Many in the academy went ballistic, but often citing “pragmatics” that, to me, were often thinly veiled rationale for preserving extant institutional structures, power bases, and resource allocations. In a Kuhnian philosophy of science sense, there was a lot of clinging to the existing paradigms and the marginalization of any “crisis.” There is a crisis. It is one of relevance.
Open innovation is a new paradigm that’s focused on problems. If I looked back on labels that have been used to describe my work, it includes marketing, branding, Internet marketing, economic sociology, and social media. A common theme is “technology & media,” which in my mind defines a particular paradigm examining the intersection of both, which encompasses the humanities, the social sciences, the professional disciplines, and the applied technological. If I had my druthers, courses would be less about checkboxes and more about developing and synthesizing knowledge structures. Maybe life sciences with a lab could be substituted with a rigorous survey of the issues, challenges, and opportunities of bionanomedicine.
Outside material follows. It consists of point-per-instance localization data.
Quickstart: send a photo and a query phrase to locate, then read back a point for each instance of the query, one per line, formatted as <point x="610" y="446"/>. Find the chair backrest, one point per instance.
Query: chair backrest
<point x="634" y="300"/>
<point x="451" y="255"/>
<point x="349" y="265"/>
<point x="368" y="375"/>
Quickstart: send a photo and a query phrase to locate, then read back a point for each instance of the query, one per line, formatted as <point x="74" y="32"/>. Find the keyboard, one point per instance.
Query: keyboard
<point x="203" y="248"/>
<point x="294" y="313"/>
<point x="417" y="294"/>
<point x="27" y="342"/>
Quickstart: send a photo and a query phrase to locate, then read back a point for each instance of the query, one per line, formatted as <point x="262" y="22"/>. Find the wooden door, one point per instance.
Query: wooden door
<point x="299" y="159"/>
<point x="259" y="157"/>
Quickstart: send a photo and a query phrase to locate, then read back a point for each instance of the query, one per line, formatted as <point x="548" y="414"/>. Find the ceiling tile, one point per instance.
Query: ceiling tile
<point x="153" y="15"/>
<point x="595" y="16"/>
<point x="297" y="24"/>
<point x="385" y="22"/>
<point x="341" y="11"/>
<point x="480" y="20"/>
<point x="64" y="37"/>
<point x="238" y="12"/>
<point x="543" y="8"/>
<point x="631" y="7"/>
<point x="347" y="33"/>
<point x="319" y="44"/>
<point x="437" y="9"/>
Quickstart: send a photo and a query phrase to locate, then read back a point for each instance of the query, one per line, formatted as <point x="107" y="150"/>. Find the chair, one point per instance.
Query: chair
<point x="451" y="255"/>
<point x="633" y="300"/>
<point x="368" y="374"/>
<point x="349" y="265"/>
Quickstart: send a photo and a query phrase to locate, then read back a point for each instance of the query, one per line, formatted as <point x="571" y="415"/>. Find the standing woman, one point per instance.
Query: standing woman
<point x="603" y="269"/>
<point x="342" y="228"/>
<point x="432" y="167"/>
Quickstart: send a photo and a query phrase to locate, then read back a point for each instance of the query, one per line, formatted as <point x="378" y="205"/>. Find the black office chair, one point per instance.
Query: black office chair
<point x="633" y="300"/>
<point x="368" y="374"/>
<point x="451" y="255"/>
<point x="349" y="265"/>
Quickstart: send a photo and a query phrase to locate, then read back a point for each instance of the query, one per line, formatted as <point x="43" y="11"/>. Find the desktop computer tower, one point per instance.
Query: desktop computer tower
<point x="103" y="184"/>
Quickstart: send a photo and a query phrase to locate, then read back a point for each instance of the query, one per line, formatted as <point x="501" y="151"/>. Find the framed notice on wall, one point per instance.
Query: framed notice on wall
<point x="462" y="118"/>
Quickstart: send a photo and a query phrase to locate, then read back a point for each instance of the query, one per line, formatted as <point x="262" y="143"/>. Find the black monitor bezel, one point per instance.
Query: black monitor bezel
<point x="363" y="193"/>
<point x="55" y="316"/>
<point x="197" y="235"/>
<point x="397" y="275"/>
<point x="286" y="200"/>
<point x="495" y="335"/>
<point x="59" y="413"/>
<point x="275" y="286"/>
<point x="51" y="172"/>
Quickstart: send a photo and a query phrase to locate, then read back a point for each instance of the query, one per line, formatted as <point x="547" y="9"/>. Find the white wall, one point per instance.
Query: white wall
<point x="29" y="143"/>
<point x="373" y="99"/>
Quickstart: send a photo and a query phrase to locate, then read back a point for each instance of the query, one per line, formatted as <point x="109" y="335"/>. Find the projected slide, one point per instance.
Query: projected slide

While paradigms and departments are both social constructions, they can be forced into an artificial structure or allowed to evolve organically…or even die. I once sat in on a session where local employers close to a university I was working at stated what they wanted in an ideal undergraduate candidate. There was a lot of passive reaction to what often boiled down to a desire for vocational education for job candidates. Can students use the advanced features of Outlook or do a mail merge? Please. Universities need to redesign what they’re offering after reconceptualizing what they really are trying to do, knowledgewise, starting with the curriculum. Over a decade ago, I was reading about differential perspectives on knowledge. Some organizations treat employees {as repositories of knowledge} like stones in a wall to be built. Others treat them like uniform bricks. Universities play a role in this shaping. Over the years, I grew weary of the pressures to create bricks and questioned the true utility of this.
I also think it’s time for universities to move away from churning out undergraduates, graduate, and professional students and become true fixtures of communities with a mission of serving lifelong learning–in the era of the free.